If instead of a constant-moving Last-Modified on each second, the date is moved in constant blocks of $wgSquidMaxage periods, this scenario is not impossible, but more difficult to achieve. It would require those 100 pages to be edited at nearly the same time (this could be caused by a common template edit, though).

The stampede after Varnish/Squid restart is unavoidable. However, it may be recurring at constant intervals in a scenario similar to what I've described.

Change 427919 merged by jenkins-bot:
[mediawiki/core@master] OutputPage: Factor out CdnCacheEpoch logic and cover with tests

https://gerrit.wikimedia.org/r/427919

@Ciencia_Al_Poder The idea of spreading out the expiry, based on either randomness or based on the page's last modified timestamp, makes sense. However, I don't see how changing the Last-Modified timestamp would change the fact that the 100 objects will still expire after 5 hours due to the s-maxage set, and if those 100 objects are requested again after that, they will still result in 100 requests to MW.

To achieve what you describe, it seems to me like you'd want to nudge the maxage value.

You're right about also changing maxage

This normally shouldn't be a long-term problem, because the cache should not be completely cleared or expired in normal operation. If the cache is cleared one time, then you'll have cache stampedes after the first couple of $wgSquidMaxage periods, but it should even out over time due to the randomness of request distribution.

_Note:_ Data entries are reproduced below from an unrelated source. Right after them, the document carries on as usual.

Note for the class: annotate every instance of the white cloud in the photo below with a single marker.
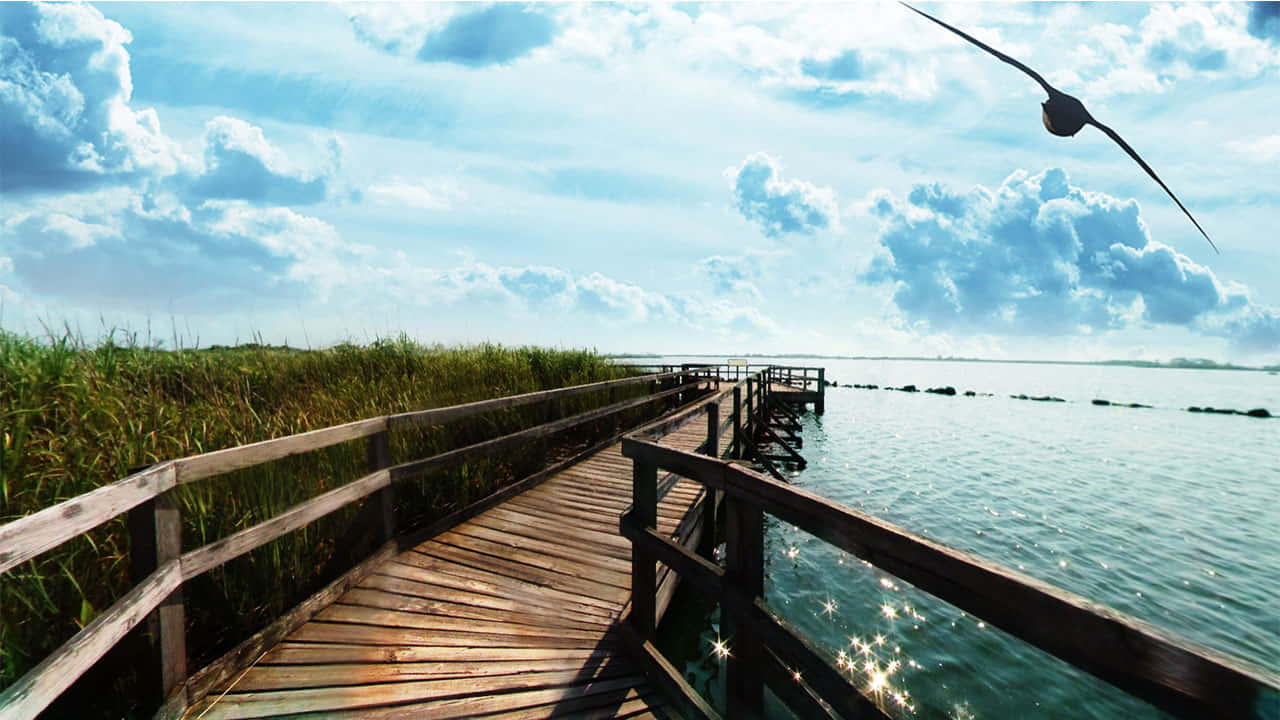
(781, 206)
(1170, 44)
(423, 195)
(1258, 150)
(1040, 256)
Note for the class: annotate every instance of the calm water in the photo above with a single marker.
(1166, 515)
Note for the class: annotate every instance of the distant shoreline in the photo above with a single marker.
(1176, 364)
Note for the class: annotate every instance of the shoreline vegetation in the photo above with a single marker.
(1175, 364)
(76, 415)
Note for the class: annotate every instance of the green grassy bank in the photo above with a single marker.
(76, 415)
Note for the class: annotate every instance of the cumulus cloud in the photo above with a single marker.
(1265, 21)
(154, 249)
(543, 290)
(781, 206)
(241, 164)
(67, 122)
(1173, 42)
(787, 49)
(466, 33)
(64, 101)
(423, 195)
(732, 274)
(1258, 150)
(1041, 256)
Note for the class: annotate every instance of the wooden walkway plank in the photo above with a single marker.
(507, 615)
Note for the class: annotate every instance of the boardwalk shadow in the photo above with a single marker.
(606, 686)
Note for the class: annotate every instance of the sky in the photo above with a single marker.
(721, 178)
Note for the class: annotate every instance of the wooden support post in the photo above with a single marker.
(708, 504)
(379, 458)
(737, 423)
(644, 496)
(744, 556)
(155, 538)
(819, 405)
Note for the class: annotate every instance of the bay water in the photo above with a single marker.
(1166, 515)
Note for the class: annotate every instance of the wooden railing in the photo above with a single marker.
(156, 525)
(1138, 657)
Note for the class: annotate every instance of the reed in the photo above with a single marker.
(76, 415)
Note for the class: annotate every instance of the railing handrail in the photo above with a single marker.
(1133, 655)
(33, 534)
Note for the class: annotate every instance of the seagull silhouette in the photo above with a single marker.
(1064, 115)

Put it this way: if your site can't function with an empty cache, then you have to make sure your cache is never emptied even without this issue. If it can function with an empty cache, you'll survive a few cache stampedes. It's not the end of the world.

If this is actually a real-world problem for anyone, then the right fix is making the maxage random, not fiddling with Last-Modified.

As I understand it, Last-Modified constantly moving behind the scenes should not matter because there is maxage involved. A browser or cache proxy is not meant to revalidate upon every request. That would only make sense if maxage=0 was set. Given maxage is generally set to wgSquidMaxage this means the cache proxy will (and should) blindly use this for that amount of time. Then after that, it will check in again.

The reason the wgSquidMaxage factor was added to the list of timestamps is to ensure that untracked variation of page views roll over within the wgSquidMaxage time period. For example, when making changes to the skin layout, or changing site configuration variables, or adding/removing extensions; you can assume that after wgSquidMaxage has passed, all objects in your cache proxy have rollover at least once and no longer qualify for renewal without regenerating/retransferring from a backend first.

If you are finding that there are significant peaks and have ideas for avoiding those, or if you do find constant renewal within a short period for the same unchanged pages, then please do re-open or file a new task, as that is not meant to happen indeed indeed.